People get busy. Someone is sending you playful pokes one minute, and you find their profile has been deactivated the next time you log on to your account. Circumstances like this happen every day in cyberspace, in great part because the time spent there is muddled by the very things that make the technology such a wonder – anonymity, variety, abundance and immediacy.

When you date under these conditions, certain types of characters are bound to emerge — these are the ones you should learn how to spot and make sure to avoid:

The Jane or John Doe Dater: Anonymity can have strange effects on people – and yes, some will behave sneakily and disrespectfully simply because they can do so without being held accountable. It’s not always underhanded (like choosing to leave out the fact that you’re temporarily unemployed to boost profile rankings), but occasionally you’ll stumble upon a perpetrator who is abusing the system. The Jane or John Doe daters are the ones who offer up little or even false information in their profile and act deplorably when it comes to calling, emailing or locking down plans…Get the point?
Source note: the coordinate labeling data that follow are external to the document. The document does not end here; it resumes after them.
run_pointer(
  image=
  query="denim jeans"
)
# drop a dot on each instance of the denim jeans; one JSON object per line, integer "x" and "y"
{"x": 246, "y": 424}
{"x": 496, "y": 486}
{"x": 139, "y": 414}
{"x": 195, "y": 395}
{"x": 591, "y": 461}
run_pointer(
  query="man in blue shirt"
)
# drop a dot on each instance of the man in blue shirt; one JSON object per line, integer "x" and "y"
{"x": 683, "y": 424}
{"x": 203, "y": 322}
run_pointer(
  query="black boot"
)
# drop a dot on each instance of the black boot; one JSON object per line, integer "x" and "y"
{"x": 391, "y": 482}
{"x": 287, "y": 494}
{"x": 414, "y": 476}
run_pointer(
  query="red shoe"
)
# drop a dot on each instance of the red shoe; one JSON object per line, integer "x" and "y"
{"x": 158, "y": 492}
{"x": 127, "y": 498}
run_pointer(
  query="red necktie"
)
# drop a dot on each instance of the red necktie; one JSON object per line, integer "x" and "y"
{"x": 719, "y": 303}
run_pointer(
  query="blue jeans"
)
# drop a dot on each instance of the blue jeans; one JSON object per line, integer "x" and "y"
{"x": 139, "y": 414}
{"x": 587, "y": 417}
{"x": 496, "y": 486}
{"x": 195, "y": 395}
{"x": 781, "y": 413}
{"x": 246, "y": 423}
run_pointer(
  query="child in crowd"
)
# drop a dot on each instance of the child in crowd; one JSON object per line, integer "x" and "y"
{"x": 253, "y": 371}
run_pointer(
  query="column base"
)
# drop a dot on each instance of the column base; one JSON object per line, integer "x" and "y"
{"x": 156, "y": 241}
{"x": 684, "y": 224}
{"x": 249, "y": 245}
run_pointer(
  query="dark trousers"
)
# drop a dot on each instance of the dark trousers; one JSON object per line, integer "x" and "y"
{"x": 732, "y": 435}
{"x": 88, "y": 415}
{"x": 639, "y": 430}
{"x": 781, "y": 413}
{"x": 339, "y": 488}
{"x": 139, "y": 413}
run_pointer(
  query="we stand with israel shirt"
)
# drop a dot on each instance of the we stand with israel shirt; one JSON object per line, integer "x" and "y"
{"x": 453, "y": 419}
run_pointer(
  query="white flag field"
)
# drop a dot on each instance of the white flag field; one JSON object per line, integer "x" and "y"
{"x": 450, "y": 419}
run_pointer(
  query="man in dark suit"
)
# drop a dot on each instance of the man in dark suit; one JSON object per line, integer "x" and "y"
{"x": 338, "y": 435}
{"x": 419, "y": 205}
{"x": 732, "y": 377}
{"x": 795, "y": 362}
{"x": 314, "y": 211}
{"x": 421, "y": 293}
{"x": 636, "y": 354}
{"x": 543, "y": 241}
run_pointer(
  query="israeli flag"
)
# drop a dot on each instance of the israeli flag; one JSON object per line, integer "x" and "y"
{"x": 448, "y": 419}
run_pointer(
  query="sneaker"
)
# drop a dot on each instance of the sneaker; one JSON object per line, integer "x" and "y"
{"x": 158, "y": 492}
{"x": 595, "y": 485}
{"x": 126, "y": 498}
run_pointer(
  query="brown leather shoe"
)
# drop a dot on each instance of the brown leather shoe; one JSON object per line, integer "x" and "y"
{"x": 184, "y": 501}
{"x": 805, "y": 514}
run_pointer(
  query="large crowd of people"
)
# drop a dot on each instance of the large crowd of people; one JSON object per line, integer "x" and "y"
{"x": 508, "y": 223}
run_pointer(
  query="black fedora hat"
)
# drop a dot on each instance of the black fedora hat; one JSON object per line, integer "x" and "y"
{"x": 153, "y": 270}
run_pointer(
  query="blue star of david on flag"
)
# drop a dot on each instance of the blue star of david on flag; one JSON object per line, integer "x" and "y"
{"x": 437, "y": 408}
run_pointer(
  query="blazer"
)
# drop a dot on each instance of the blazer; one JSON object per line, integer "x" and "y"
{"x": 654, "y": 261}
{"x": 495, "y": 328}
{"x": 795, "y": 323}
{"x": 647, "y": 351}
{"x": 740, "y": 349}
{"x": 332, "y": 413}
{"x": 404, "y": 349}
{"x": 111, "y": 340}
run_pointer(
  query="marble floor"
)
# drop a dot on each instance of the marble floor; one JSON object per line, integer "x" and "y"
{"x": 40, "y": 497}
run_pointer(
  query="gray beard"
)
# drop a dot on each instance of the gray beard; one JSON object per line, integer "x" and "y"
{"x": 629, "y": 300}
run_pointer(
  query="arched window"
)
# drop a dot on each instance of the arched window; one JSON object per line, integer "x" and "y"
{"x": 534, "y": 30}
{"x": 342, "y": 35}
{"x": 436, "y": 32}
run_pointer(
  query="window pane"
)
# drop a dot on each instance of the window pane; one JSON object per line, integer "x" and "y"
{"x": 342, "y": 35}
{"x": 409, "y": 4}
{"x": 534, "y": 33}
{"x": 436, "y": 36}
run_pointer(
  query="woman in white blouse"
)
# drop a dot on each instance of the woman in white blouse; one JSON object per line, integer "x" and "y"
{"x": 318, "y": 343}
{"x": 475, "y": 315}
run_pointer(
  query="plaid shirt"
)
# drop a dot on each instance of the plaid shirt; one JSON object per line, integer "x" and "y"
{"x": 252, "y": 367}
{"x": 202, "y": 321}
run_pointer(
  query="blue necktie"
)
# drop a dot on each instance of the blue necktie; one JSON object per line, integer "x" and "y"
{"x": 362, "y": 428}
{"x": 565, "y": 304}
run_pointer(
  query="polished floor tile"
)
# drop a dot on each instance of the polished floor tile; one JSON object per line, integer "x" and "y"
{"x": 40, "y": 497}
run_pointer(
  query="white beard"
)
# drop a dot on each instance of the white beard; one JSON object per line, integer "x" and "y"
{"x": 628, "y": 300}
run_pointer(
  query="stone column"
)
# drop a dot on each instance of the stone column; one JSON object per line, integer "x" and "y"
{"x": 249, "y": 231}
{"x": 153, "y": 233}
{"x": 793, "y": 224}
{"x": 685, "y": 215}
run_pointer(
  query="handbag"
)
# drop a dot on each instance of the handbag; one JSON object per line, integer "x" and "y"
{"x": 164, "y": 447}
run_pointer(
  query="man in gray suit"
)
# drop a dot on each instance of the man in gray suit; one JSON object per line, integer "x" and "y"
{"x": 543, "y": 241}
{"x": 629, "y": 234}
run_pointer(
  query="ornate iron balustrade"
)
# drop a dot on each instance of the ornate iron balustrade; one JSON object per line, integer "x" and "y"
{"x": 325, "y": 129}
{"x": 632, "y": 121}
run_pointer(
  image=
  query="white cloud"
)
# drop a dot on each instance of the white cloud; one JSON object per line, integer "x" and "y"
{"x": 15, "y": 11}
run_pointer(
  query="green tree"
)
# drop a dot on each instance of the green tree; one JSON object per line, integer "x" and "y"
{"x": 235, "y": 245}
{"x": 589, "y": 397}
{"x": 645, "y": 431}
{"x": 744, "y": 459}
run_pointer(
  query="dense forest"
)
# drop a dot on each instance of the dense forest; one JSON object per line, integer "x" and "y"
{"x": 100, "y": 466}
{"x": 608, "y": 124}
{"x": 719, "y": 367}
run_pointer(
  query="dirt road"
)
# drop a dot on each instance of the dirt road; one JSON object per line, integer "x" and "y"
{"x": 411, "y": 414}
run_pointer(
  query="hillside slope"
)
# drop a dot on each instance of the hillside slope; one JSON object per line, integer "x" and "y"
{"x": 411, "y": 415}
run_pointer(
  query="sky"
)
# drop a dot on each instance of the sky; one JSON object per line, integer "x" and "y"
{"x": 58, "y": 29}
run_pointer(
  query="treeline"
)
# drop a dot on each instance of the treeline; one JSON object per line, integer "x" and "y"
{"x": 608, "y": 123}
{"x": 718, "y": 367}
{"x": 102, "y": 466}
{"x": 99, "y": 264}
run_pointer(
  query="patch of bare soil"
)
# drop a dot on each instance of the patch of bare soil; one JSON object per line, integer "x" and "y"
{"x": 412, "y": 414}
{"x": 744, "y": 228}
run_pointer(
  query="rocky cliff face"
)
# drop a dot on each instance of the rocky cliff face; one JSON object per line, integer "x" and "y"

The Hyperactive Serial Searcher: Online dating should be handled in moderation and approached with healthy respect, but not everyone knows how to control their appetite. When faced with a smorgasbord of tempting options, some have a harder time than others staying focused on one person at a time.  If they seem diverted or distracted it’s because they are. The hyperactive serial searcher is known for booking back-to-back dates, engaging in multiple conversations simultaneously and contacting you via email, phone or instant message relentlessly as they are hurriedly trying to manage their planning.

The Guilty Pleasure Seeker: Before Internet-enabled dating, getting lucky required at least some amount of persistence and persuading. Now that we can flirt in cyber-time and score in real-time, many are out there lurking for instant gratification of a sexual kind. The guilty pleasure seekers are easy to detect because they tend to troll the net for their next casual fling victim or phone sex conversation, often at odd hours of the day or night with inappropriate jokes, gestures or invitations.

The Roaming Opportunist: Ah, variety.  It is, after all, the spice of life and it can be particularly tempting when the odds of finding someone better are but just one click away. Hard to detect at first, roaming opportunists come across as serious “relationship” contenders, but are often dipping their toes behind the scenes to see what new and exciting matches may be out there. Many play on multiple dating sites to avoid getting caught and are known to play hot and cold during the getting-to-know-you phases of a relationship.  While there are no set rules when you are just starting a relationship, and exclusivity is something that should be discussed forthrightly when the time comes, keep a wary eye out for those with roving eyes and keyboards.

The games these people play on the internet are not that different than in real life – only online there is little risk of getting caught and no intermediaries to hold them accountable. It is up to you to conduct your own due diligence and weed out the good guys and gals from the bad ones – we promise they are out there!